Essa moeda, como todas as outras, têm dois lados: A liberdade de expressão artística do flautista, que deve ser amplamente permitida e do outro lado a perturbação ao ambiente. Primeiro faz-se necessária a análise da qualidade da música. Ela trás harmonia e é agradável ao ambiente e às pessoas que por ali passam, e principalmente para as que ali trabalham, ou não? Outra: Se o artista insiste em ali permanecer, porque se comprometeu contratualmente a não fazer, o e que é pior, aceitou dinheiro? Outra: São Paulo é bem grande. Porque o artista tem que se apresentar naquele local? Mudanças são saudáveis ao desenvolvimento da arte, fazem crescer a clientela...
Com tantas pessoas defendendo o flautista, possivelmente ele terá novos endereços para exercitar o seu ofício.
Antes de falarem sobre o que não conhecem, as pessoas, especialmente os Advogados,e mais especialmente Advogados de reputação ilibada e professores de Direito, haveriam de se informarem melhor.
No caso em exame houve a propositura de uma ação que estava em curso quando o Meritíssimo Juiz da causa concitou as partes a uma conciliação. Não a desejávamos por conhecermos bem o Sr. Emerson Pinto e já duvidarmos de que ele fosse capaz de cumprir sua palavra. Mesmo assim, ante a incisiva atuação do digno Magistrado, foi feito um acordo pelo qual pagou-se ao Sr. Emerson a quantia que ele próprio estipulou como suficiente e ele obrigou-se, voluntariamente, a não mais se apresentar tanto no interior do CCN como também na calçada do seu entorno. Disse-nos que o faria (e que não duvidássemos de sua palavra), dizendo que, se fosse o caso, apresentar-se-ia noutra calçada, ou noutro lugar, onde achasse melhor.

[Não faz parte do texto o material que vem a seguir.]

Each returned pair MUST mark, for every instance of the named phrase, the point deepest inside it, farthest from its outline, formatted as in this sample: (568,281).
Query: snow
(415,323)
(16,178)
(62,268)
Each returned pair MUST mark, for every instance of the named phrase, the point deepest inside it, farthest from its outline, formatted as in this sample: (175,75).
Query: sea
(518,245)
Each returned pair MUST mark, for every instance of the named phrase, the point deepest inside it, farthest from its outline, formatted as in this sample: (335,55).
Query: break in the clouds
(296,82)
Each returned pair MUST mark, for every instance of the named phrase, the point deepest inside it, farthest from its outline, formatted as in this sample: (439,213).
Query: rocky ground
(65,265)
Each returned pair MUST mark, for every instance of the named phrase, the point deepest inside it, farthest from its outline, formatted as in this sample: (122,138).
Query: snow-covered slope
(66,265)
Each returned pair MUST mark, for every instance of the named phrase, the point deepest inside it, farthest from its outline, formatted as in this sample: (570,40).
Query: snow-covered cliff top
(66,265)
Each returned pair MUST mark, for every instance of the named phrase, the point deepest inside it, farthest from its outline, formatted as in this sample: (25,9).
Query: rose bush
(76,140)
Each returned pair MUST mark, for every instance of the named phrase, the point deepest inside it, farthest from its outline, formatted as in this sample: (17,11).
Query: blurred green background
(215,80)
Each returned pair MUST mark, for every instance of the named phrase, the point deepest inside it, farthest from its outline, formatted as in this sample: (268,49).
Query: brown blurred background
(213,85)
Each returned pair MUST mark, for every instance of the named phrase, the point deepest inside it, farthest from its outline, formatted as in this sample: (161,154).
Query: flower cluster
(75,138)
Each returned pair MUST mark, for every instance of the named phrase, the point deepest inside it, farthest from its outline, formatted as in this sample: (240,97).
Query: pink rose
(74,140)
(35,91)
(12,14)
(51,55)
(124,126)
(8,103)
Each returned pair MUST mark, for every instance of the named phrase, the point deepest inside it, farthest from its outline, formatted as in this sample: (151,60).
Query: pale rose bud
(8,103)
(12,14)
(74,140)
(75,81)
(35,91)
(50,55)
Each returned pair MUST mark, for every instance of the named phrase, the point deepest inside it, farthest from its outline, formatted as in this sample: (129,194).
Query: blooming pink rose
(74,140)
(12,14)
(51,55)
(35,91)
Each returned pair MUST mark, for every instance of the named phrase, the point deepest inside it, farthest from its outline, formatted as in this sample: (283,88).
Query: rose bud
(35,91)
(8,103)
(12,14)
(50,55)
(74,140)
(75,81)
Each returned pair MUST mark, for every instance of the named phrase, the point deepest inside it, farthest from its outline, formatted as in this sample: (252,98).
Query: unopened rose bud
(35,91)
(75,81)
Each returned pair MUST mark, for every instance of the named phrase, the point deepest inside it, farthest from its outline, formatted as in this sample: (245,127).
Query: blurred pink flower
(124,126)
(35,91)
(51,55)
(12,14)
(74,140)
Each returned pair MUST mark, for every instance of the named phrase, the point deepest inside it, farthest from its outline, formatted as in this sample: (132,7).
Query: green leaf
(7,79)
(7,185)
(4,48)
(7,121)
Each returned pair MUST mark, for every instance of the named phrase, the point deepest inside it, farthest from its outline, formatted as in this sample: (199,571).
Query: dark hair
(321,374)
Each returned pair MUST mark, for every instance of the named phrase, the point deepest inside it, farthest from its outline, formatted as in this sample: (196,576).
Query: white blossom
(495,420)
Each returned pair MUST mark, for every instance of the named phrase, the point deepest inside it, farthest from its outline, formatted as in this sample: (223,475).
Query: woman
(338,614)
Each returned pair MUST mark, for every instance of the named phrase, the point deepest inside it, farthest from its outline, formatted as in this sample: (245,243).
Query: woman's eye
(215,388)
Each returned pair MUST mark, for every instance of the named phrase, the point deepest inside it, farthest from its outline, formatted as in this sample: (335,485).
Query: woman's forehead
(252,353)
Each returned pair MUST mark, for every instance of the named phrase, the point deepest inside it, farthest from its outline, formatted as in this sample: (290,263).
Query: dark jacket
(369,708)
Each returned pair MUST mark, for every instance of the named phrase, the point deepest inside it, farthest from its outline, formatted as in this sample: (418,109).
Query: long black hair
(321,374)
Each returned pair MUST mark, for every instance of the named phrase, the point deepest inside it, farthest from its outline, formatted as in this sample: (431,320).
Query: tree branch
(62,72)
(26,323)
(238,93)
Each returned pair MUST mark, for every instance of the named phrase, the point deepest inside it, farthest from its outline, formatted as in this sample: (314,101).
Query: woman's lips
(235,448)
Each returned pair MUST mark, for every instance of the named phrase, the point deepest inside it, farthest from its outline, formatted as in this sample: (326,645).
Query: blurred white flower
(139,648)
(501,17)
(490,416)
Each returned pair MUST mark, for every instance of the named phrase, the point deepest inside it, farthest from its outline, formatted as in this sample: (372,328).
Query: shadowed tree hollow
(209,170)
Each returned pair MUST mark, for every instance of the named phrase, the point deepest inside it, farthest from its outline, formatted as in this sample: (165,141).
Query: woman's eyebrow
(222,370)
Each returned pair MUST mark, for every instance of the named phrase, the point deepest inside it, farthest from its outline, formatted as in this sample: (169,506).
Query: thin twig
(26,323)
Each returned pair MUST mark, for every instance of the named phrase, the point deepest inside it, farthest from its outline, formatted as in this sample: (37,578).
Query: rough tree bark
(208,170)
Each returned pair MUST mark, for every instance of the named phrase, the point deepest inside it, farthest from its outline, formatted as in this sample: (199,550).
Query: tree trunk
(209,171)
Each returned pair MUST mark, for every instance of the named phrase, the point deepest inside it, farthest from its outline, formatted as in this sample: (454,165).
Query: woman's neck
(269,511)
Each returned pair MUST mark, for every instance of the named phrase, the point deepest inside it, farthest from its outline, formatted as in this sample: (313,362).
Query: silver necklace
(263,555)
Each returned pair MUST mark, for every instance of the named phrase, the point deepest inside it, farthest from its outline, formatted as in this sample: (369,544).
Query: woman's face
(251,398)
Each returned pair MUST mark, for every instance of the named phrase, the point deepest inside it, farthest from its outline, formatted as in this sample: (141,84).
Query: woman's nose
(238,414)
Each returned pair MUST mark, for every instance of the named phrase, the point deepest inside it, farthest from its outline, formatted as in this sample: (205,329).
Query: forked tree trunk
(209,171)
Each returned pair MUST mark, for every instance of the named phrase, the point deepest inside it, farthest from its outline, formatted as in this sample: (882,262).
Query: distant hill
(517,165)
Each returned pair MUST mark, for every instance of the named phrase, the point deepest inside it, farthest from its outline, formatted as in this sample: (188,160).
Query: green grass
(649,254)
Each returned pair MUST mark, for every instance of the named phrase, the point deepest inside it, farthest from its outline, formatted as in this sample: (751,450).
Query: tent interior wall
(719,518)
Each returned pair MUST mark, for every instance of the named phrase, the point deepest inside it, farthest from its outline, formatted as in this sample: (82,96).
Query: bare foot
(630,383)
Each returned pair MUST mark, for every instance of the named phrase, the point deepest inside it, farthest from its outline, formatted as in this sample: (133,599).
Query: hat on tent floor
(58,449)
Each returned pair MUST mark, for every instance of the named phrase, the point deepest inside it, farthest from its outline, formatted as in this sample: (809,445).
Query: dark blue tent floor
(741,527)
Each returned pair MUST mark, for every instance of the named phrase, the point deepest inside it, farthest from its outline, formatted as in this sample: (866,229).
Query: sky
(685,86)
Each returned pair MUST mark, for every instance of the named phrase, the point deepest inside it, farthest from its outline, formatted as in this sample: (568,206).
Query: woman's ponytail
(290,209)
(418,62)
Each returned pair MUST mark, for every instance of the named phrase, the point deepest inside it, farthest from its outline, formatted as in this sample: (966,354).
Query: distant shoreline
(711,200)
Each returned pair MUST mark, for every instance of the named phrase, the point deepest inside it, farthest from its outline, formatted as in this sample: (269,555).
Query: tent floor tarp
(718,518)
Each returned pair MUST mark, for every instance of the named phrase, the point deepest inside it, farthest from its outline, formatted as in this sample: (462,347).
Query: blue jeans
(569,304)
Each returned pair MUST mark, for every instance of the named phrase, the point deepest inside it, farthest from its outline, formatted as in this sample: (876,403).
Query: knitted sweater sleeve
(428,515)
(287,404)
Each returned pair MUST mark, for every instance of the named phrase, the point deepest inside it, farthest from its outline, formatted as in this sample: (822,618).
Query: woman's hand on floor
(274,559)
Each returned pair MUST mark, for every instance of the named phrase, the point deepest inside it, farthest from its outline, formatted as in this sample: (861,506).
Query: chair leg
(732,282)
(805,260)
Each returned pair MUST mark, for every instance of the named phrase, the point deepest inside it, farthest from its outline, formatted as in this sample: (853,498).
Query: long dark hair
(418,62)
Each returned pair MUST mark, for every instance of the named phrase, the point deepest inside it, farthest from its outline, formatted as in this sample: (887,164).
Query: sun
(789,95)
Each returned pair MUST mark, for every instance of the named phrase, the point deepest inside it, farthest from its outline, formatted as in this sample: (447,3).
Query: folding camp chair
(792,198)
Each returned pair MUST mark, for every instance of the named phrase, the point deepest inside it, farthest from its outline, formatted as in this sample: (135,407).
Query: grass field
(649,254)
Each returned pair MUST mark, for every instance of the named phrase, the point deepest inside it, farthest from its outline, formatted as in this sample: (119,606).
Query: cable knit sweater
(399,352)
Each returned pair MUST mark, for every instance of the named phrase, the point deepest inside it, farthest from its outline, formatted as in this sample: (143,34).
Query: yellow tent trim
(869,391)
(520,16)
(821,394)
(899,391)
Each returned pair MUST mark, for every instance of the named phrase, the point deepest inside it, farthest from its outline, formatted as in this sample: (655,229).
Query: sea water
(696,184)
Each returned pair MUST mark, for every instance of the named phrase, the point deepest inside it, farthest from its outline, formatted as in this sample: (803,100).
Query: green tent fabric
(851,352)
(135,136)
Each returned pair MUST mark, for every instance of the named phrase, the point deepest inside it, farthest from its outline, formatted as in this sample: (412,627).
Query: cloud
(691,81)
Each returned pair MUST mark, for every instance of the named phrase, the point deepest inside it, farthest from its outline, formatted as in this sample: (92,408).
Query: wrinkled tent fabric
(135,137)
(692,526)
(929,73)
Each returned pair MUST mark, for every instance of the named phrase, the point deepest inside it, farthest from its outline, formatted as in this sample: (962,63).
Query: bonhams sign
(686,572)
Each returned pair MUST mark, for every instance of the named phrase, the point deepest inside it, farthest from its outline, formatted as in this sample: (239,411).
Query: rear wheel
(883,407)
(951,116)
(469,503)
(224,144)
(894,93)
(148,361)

E não é que o aludido "músico", mesmo tendo o Meritíssimo Juiz de Direito homologado o acordo, transitando em julgado sua sentença, descumpriu-o, até como temíamos, não nos restando outra alternativa que não requerer o cumprimento da sua obrigação de não fazer voluntariamente assumida.
Anote-se, por oportuno, que o "músico" estava assistido por digna, combativa e respeitada Advogada, de quem nós mesmos, como profissionais do Direito, esperávamos usasse sua influência para compelir o cliente ao respeito da palavra dada.
É engraçado: no Brasil o certo é o errado. O certo é receber-se algum dinheiro e descumprir-se a obrigação correspondente.
De quem é o papelão, emérito Professor?
Dr. José Tadeu,
só agora li o seu respeitoso comentário.
Agradeço os elogios, que sei não merecer.
Certamente, conhecendo-o como conheço, recebo com humildade e respeito sua valiosa opinião.
E infelizmente é isso mesmo o que o ínclito Magistrado disse: assume-se uma obrigação, recebe-se por ela um determinado valor, descumpre-se a obrigação e o próprio e inadimplente devedor candidamente coloca-se como vítima.
Comentários desfavoráveis de quem não conhece nem atua como operador do Direito até são compreensíveis.
Isso até não seria nada não fosse o posicionamento de alguns causídicos e de professores de Direito, que se põem a falar do que não sabem, de maneira irresponsável.
Sugiro ao profissional de Direito, mormente aos inscritos na OAB, que pautem suas condutas pelo Código de Ética, evitando comentários desairosos sobre a atuação de seus colegas antes de conhecerem a fundo o assunto.
De qualquer modo, aí está: o descumprimento voluntário e doloso de uma obrigação livremente assumida é visto pela mídia como sendo uma restrição à liberdade de expressão. Isso, no mínimo, é altamente ridículo.
Abraços a todos .
Seria fantástico se o Consultor Jurídico, como em outros casos, publicasse a íntegra da primeira petição escrita e apresentada ao Judiciário pelo Dr. Emanoel Tavares Costa, em que expõe seus argumentos a respeito do assunto, bem como a íntegra da sentença que homologou o tal acordo. Isso ajudaria a dirimir muitas dúvidas e esclarecer muitas incompreensões que apareceram neste debate.
Parece coisa pessoal.
Mas a liberação da arte musical abriria precedentes para todo dia de arte e venda vinculada.
Cabe ao estado brasileiro absorver ou criar a bolsa musica.